Unlike some keyboards, SwiftKey’s symbol layout makes intuitive sense. Frequently used symbols like the apostrophe, quotation marks and dollar sign are grouped together. Minus, plus and equal signs are all next to each other on the G, H and J keys. Left and right parentheses are next to each other, as are left and right brackets. These seem obvious, but it’s surprising how many keyboards can miss the mark on their symbol layouts.

SwiftKey was the most intuitive of the bunch to my mind, but that’s not to say it’s perfect. Not everything can be customized. For example, the symbol layout, sensible though it is, can’t be changed, even though I’d like to move the underscore. SwiftKey will always make a space after a punctuation mark or an auto-completed word, even if I don’t want it to. The punctuation shortcut in the bottom right cannot be customized, so it will have a period, comma, question mark, exclamation point and nothing else. I want to add parentheses and colons, both for complex sentences and for making smileys, but no such luck. The special character system works well, but that little bit of customization would have been nice.

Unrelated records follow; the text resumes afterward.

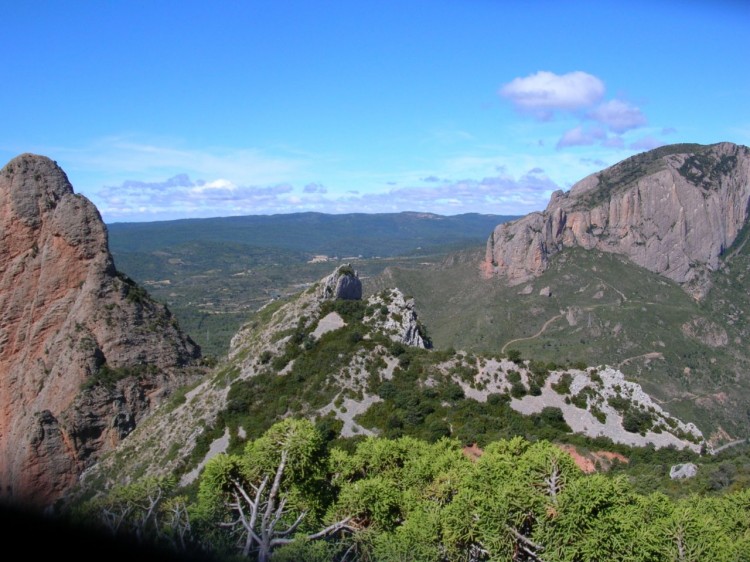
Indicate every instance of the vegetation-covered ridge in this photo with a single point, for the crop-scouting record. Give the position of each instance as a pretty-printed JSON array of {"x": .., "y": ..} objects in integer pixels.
[
  {"x": 288, "y": 496},
  {"x": 363, "y": 367}
]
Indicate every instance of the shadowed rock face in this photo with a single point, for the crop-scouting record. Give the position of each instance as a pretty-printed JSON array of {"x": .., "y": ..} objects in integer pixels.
[
  {"x": 343, "y": 284},
  {"x": 69, "y": 321},
  {"x": 673, "y": 210}
]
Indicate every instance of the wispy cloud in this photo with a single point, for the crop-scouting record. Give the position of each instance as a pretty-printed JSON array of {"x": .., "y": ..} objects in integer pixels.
[
  {"x": 581, "y": 136},
  {"x": 130, "y": 155},
  {"x": 619, "y": 116},
  {"x": 544, "y": 92},
  {"x": 577, "y": 95},
  {"x": 181, "y": 197},
  {"x": 646, "y": 143}
]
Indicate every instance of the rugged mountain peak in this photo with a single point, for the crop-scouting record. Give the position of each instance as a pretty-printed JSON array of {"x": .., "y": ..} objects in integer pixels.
[
  {"x": 343, "y": 284},
  {"x": 673, "y": 210},
  {"x": 84, "y": 352}
]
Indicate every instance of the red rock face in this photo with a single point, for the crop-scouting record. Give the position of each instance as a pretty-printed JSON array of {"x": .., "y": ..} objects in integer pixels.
[{"x": 67, "y": 317}]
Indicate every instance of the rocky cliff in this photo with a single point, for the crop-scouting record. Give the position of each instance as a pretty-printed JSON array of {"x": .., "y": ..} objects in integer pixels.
[
  {"x": 674, "y": 211},
  {"x": 84, "y": 352}
]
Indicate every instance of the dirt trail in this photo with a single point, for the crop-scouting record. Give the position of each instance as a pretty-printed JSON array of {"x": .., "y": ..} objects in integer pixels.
[{"x": 539, "y": 333}]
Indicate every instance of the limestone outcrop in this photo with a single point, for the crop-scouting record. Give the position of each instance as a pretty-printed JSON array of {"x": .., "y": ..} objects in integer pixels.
[
  {"x": 342, "y": 284},
  {"x": 85, "y": 353},
  {"x": 674, "y": 211}
]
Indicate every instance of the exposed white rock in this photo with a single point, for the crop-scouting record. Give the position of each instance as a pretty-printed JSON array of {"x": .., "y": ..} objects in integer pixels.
[{"x": 683, "y": 471}]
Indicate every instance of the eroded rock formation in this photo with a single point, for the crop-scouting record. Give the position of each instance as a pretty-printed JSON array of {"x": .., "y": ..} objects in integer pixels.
[
  {"x": 84, "y": 352},
  {"x": 674, "y": 210}
]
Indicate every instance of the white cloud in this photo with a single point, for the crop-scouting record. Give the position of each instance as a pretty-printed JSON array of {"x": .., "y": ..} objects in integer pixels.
[
  {"x": 646, "y": 143},
  {"x": 121, "y": 155},
  {"x": 619, "y": 116},
  {"x": 580, "y": 136},
  {"x": 545, "y": 92}
]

SwiftKey’s developers like to tout its word prediction system, calling it “the keyboard that learns from you” because it can make educated guesses as to what I’ll be typing next based on how I have written in the past. It can also look through Facebook and Gmail to improve its guesses, though I never allowed it to. The smart predictions aren’t inaccurate, but I don’t use them often. SwiftKey displays three possible predictions for the word I’m going to type next, and even if one of them is right, looking at the three predictions and tapping the correct one usually takes more time than just typing the word manually.

It’s Swype-style gesture typing, called SwiftKey Flow, is very usable, though I still prefer pecking letters in most cases. Flow almost always knows what I’m trying to type when I’m being lazy (even the unusual words like “Carcassonne”), which might actually be a good example of SwiftKey’s ability to “learn from you.”

SwiftKey is well supported by its development team, but I wish they would put more effort into the little customizations instead of the smart prediction system I hardly ever use. Still, SwiftKey’s punctuation layout, gesture typing, the existing customizations and even its graphic design make it the best Android keyboard on the market.